I stayed right at the end of the Vieux Port, overlooking boats bobbing in the dock, and the long pier that marks the end of the city center. At the end of the pier is a two-story dance club called Sûr Les Quais, which features a different theme and DJ every night, and also features prominently in the beginning of my book. Since it was the off-season and the hotel was empty, they upgraded my room at check-in, and so I was able to write on my large balcony the next morning, staring directly at the club. It was the eeriest thing, being in a place that for so long has felt fictional, alive only on the page for me. I half-expected my characters to come stumbling out of the club at 4am–when the town finally went to sleep that night!–and call for me at my window. (Does that sound psychotic?)
For dinner that night, I ate along the water at a crêpe restaurant, and brought a book with me. I’d started reading Julia Child’s “My Life in France” on the plane to Paris–I like themed reading–and she had been casually narrating my trip thus far, describing Paris in September as the weather changed, etc. As I tucked into my dessert, I was about 200 pages in when Julia’s husband Paul gets reassigned to a posting in Marseille. “Oh!” I thought. “How funny. Now she’s following me to the south of France.” Not a paragraph later, she and Paul take a drive along the coast with a packed picnic lunch, and stop in La Ciotat for the afternoon. My eyes bulged out of my head. There I was, sitting in La Ciotat, reading about Julia Child sitting in La Ciotat, a town I’d never heard of before randomly picking it off a map years before. Spooky!

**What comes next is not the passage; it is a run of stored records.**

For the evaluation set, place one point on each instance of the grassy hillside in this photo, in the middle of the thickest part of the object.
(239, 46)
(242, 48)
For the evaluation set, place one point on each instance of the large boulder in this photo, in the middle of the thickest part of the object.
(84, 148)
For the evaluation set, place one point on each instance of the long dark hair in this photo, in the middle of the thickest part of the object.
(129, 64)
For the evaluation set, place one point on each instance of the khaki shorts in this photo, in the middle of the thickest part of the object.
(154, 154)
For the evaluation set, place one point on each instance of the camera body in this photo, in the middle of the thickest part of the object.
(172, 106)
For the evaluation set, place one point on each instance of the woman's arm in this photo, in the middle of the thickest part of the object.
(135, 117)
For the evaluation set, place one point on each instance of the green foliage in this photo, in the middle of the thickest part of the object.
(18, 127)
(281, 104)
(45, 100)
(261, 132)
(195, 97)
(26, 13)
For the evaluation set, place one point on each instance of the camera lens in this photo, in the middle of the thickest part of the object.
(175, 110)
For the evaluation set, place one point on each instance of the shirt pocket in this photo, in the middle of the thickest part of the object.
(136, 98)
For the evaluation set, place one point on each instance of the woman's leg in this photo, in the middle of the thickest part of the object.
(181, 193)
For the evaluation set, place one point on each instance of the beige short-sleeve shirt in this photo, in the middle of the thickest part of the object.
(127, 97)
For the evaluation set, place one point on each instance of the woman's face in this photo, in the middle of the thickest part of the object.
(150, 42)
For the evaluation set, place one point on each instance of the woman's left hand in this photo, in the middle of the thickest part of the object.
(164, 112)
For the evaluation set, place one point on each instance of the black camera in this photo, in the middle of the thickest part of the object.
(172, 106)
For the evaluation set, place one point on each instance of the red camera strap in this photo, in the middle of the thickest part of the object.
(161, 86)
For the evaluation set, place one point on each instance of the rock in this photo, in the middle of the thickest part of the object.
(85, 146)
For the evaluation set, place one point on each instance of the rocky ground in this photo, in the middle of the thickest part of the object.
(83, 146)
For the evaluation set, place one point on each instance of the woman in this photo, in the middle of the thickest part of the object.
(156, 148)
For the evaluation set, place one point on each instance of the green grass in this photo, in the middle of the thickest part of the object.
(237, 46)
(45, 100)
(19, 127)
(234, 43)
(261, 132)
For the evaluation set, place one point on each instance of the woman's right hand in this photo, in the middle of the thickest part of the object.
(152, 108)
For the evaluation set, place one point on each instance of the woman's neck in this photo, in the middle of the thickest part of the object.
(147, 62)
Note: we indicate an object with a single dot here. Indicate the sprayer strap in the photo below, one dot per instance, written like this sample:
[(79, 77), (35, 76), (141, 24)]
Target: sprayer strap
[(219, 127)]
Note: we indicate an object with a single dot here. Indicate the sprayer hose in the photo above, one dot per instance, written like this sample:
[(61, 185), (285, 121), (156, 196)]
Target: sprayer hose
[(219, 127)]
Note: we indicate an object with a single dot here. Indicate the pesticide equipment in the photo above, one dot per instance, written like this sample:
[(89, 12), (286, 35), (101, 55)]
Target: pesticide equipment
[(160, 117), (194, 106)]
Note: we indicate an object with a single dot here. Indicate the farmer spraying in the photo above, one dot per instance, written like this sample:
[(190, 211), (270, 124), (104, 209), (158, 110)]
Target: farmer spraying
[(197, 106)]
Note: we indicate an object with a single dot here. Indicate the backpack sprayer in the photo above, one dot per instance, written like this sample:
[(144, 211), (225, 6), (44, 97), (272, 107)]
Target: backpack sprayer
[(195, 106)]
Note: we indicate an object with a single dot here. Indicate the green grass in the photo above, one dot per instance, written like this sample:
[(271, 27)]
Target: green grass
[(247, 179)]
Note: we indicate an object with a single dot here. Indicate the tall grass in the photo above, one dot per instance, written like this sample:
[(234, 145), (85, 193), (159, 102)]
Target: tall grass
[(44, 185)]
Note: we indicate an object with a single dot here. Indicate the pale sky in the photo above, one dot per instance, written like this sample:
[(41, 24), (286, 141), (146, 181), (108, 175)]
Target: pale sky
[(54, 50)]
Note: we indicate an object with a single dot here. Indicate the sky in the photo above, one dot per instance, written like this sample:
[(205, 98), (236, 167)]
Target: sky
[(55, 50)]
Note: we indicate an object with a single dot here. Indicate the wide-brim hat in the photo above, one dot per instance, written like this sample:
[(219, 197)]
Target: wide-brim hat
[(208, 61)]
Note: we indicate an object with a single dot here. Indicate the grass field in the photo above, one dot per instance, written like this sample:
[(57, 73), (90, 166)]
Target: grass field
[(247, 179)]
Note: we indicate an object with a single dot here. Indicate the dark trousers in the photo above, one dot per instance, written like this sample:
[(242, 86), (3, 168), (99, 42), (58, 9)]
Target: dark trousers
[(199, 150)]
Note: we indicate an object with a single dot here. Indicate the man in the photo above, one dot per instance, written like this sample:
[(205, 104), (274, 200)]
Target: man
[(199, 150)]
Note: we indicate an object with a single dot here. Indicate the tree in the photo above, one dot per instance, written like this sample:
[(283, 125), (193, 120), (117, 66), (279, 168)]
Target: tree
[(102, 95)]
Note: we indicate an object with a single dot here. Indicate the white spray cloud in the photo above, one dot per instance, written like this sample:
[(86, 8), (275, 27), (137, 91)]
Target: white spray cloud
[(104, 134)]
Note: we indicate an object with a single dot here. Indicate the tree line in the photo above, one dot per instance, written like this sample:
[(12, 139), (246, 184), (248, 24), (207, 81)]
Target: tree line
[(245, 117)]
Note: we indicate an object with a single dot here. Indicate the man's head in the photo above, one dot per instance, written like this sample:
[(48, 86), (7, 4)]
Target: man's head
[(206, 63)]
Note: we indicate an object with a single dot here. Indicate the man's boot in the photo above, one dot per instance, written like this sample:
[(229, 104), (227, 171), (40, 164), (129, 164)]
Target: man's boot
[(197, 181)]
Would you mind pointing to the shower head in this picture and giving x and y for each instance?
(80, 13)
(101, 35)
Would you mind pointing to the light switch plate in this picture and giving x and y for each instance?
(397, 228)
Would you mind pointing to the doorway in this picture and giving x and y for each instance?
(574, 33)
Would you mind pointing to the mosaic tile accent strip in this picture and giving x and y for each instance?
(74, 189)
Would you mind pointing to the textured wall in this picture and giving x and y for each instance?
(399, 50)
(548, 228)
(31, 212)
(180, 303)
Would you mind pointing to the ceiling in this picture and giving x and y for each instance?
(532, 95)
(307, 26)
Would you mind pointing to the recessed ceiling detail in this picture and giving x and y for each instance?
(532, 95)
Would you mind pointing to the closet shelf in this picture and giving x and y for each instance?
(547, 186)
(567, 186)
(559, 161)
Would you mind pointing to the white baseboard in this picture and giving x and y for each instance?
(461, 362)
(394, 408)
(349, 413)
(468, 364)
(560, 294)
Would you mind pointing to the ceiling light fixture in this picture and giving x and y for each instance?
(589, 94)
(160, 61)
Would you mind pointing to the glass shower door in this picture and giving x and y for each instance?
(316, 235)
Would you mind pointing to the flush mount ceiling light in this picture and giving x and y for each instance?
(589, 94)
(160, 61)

The whole experience in the town felt like that, honestly. Like I’d made this place up and it had come to life on its own, existing exactly the way I’d written it, and only for me. To say I’d fallen in love would be an understatement.
Look! Photos of people! This trip I grew more comfortable taking photos of people, rather than waiting for everyone to leave my shot, and also not taking photos, rather than walking around with my camera glued to my face. This was my tenth trip, and I felt noticeably more relaxed about capturing the city; in ten trips, I think I’ve taken every cliché photo you can take of Paris, how many more shots of the Eiffel Tower or Haussmann buildings do I really need? I still ended up shooting plenty, but was also contented to simply look at things and experience them without immediately reaching for my camera. There’s an oversaturation of blogs and Instagram accounts and communities that highlight Paris, and with them, an unnecessary pressure to keep up and compete and feel included (at least for me). It was nice to break that reflex this time and not worry about missing the perfect shot of light hitting the dome of a grand building (if only because I already have hundreds).
And can we talk about those leaves? My daily trek through the Jardin du Luxembourg allowed me to watch the change of the season and the foliage on an ever-changing basis, and my god. I’ve now been in Paris in March, May, June, August, September, November, and December, and I used to think late May-early June was my favorite time of year here, but September swooped in and proved me wrong. Those colors!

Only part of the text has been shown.